Sal’s sexual relationships with women are just as basic and just as dependent on the road-home dichotomy. The most notable of these is with Terry, a chicana mother and migrant farm worker. Sal sees her son, Johnny, as an enemy, someone to get between him and Terry in bed (though Johnny’s presence in the room doesn’t keep him from making love to her). Eventually, it’s time for Sal to hitchhike back to New York:
“See you in New York, Terry,” I said. She was supposed to drive to New York in a month with her brother. But we both knew she wouldn’t make it. At a hundred feet I turned to look at her. She just walked on back to the shack, carrying my breakfast plate in one hand. I bowed my head and watched her. Well, lackadaddy, I was on the road again.
Terry has supported Sal emotionally and to some extent financially for several months—he is content to leave her and her baby forever with the childish expression “lackadaddy” and an eye turned back to the freedom of the road. (The nonsense word also reminds the reader that Johnny will now “lack a daddy,” as so many children in this novel do.)

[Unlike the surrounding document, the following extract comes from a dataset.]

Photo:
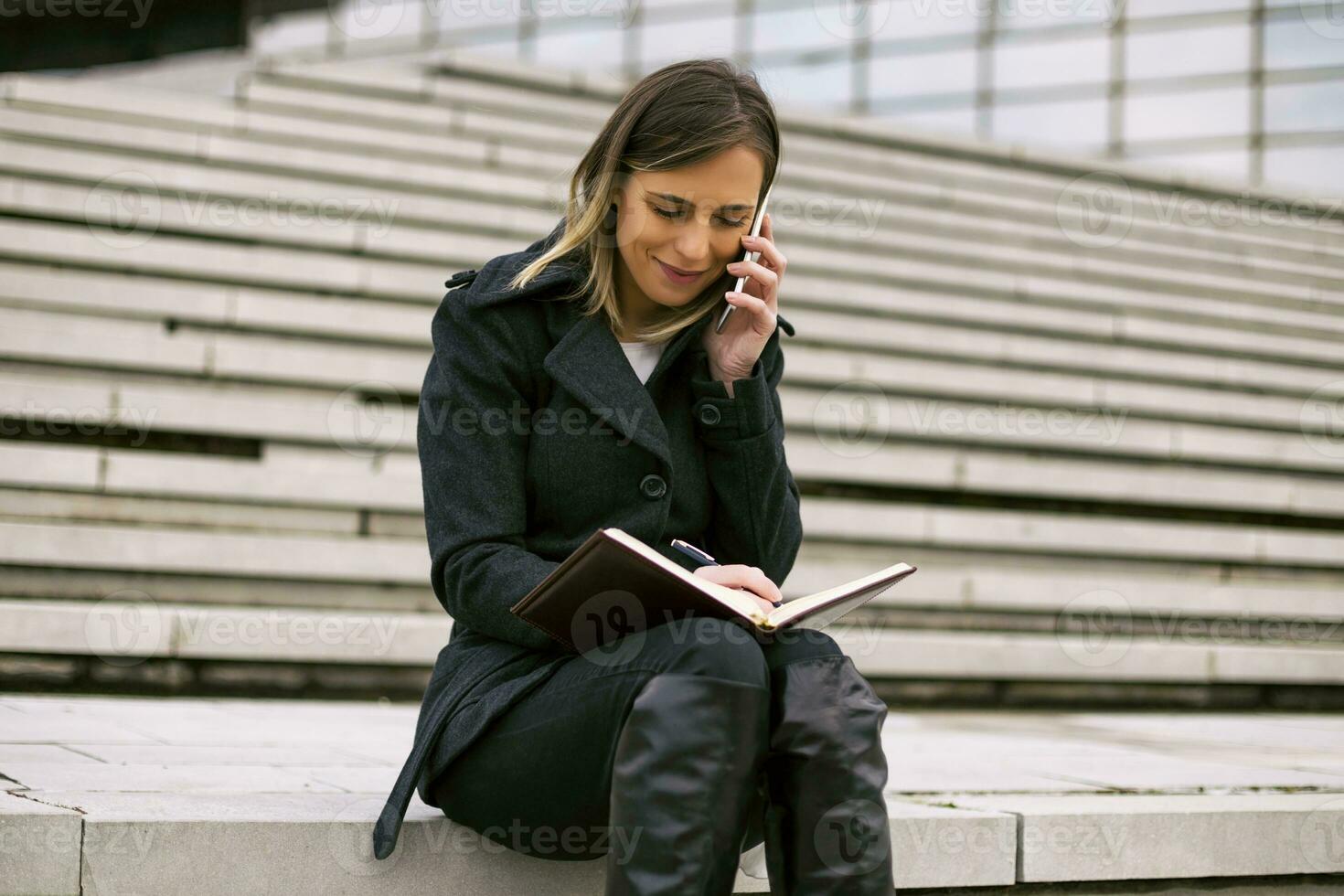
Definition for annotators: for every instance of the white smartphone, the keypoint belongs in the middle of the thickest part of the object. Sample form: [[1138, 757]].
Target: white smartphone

That Sal’s last glimpse of Terry includes his breakfast plate that she must clean is perfect—it only cements the relationship between women, home, and food. So does the girl he “necks” with on the way home from his second trip. He’s blown all his money on the sort of things beatniks blew their money on, and so she buys his food for him. Kerouac doesn’t even bother giving her a name, just a paragraph’s worth of identity wrapped up in sex and food.
However bad Sal is in this regard, however, Dean is a million times worse. Sal needs to be at home from time to time; it is his relationship with Dean that pulls him back out on the frantic and unstable road. Dean only goes home when his friends, tired of traveling, have deserted him. He goes through a series of women in the novel, women who only rarely join him on his escapades—most of the time he leaves them behind to know that he is cheating on them with anyone who will let him. At one point, Dean is sleeping with his first wife and his second wife, along with any number of women Sal doesn’t know about.

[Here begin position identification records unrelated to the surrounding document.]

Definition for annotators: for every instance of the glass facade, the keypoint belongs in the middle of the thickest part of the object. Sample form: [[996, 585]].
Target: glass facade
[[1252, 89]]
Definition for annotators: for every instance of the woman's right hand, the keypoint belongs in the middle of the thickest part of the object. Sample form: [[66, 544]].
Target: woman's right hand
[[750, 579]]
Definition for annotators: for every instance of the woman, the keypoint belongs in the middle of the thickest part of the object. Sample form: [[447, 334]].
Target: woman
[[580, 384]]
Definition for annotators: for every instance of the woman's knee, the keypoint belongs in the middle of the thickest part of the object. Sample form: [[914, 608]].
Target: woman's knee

On Sal’s left stand his aunt, Terry, the woman on the Greyhound, etc., etc. On his right stands Dean Moriarty, debased but somehow innocent saint of the road. Sal belongs to both sides simultaneously—though it must be said that Dean clearly exerts the stronger pull on him most of the time. If there were no left side, there wouldn’t be four parts to the novel, only one, long, Benzedrine fantasy, no doubt ending in Sal’s and Dean’s deaths; if there were no right side, there would be no novel at all.
The dialectic is thus absolutely necessary for Kerouac’s artistic success. Updike’s innovation in this regard is that he devotes several sections of Rabbit, Run, to the thoughts of the women his Pennsylvanian Sal Paradise leaves behind, thoughts we’re not privy to in On the Road, mostly because Sal needs these women more than he desires them.

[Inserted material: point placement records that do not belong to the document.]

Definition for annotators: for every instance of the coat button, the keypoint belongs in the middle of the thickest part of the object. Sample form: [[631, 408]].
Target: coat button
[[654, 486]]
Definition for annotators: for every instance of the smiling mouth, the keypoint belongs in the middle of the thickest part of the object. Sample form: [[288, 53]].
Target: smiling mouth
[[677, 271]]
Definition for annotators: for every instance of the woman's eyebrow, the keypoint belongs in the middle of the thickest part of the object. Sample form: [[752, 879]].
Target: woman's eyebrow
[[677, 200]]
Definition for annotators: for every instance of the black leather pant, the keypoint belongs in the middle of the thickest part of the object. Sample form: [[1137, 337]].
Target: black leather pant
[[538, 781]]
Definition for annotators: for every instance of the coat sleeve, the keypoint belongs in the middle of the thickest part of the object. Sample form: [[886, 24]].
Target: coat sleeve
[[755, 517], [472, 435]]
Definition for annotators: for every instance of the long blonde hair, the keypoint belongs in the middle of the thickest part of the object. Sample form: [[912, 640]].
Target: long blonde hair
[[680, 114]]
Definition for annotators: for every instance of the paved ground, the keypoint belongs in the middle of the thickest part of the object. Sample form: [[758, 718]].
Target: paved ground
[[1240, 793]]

Thanks for this: I’ve never read On the Road, was never interested, and had only ever heard it spoken of as an unmitigated celebration of rootlessness. It’s nice to see there is at least an implicitly referenced need for home.
(Of course, being a hobbit, I value rootedness highly!)
If anything, it makes the book more of a problem because Sal Paradise (and by extension, Kerouac himself) doesn’t seem to be aware of the dialectic. He’s happy to take food and sex and to leave. So the feminist and moralist objections to “On the Road” certainly still stand.
I still think it’s worth reading, though, if only for the descriptions of the open road in the first section.